Like most kids (before they’re teenagers), I loved my parents, and always wanted to please them. I went to Sunday School every Sunday, although to be honest, it bored me to tears most of the time, except when the teacher would tell us Bible stories. She was good at that, so I usually browbeat her into telling Bible stories–they were exciting, and often filled with comic book violence–just the thing little boys such as myself liked.
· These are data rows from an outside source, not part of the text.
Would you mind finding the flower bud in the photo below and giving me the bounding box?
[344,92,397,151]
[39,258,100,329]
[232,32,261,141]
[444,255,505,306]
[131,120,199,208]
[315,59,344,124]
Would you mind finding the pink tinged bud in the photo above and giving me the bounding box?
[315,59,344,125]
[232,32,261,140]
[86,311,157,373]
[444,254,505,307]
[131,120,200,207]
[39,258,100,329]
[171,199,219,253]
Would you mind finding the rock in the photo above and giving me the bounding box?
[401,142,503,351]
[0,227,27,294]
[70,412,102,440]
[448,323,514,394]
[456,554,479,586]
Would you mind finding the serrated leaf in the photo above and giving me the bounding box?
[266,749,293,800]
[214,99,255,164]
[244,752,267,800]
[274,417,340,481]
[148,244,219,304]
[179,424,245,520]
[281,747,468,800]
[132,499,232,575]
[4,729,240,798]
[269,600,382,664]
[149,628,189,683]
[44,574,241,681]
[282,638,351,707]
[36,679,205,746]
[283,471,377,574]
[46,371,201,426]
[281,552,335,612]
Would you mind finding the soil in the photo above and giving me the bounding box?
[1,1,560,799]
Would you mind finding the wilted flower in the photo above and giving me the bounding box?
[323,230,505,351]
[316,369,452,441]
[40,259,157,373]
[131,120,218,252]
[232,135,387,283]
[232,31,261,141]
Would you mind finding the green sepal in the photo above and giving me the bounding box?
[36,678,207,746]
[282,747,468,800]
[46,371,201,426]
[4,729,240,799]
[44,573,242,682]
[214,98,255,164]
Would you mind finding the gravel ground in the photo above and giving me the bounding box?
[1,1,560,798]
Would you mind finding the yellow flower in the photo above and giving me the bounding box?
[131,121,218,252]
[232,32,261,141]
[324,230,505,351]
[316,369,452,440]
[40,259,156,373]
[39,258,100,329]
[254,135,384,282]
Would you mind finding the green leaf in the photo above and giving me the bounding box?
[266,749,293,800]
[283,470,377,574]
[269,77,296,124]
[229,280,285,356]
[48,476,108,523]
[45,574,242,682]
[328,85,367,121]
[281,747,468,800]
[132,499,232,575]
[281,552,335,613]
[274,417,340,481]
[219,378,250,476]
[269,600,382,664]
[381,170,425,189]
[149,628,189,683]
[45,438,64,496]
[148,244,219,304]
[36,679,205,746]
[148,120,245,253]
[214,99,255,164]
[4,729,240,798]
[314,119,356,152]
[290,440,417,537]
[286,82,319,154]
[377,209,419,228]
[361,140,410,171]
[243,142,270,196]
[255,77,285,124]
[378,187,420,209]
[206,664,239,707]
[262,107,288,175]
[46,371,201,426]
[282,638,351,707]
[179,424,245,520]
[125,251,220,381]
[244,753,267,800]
However, some of the more esoteric concepts of Christian Science escaped my pre-pubescent mind; especially the whole ‘matter is not real’ thing. I remember as an older student slapping my hand on the table and exclaiming to the teacher, “well, this is pretty real–if it wasn’t, then wouldn’t my hand go right through it?” I honestly don’t remember the teacher’s explanation, other than that he went through some amazing mental gymnastics to try and come up with an answer, and that answer did not satisfy me. Being a kid, my attention span was short, so I quickly moved on. The deep philosophical things didn’t stay in my mind for long. That was probably a good thing for the teacher’s sanity. One of the reasons I never wanted to become a Sunday School teacher as an adult was my fear of dealing with a student like myself.
But, that was amongst the earliest seeds of doubt that I remember. I’ve come to see that the decline in my faith in Christian Science has been akin to ‘death by a thousand cuts’. This was one of the first cuts. Sunday School would bring much more before it was done with me.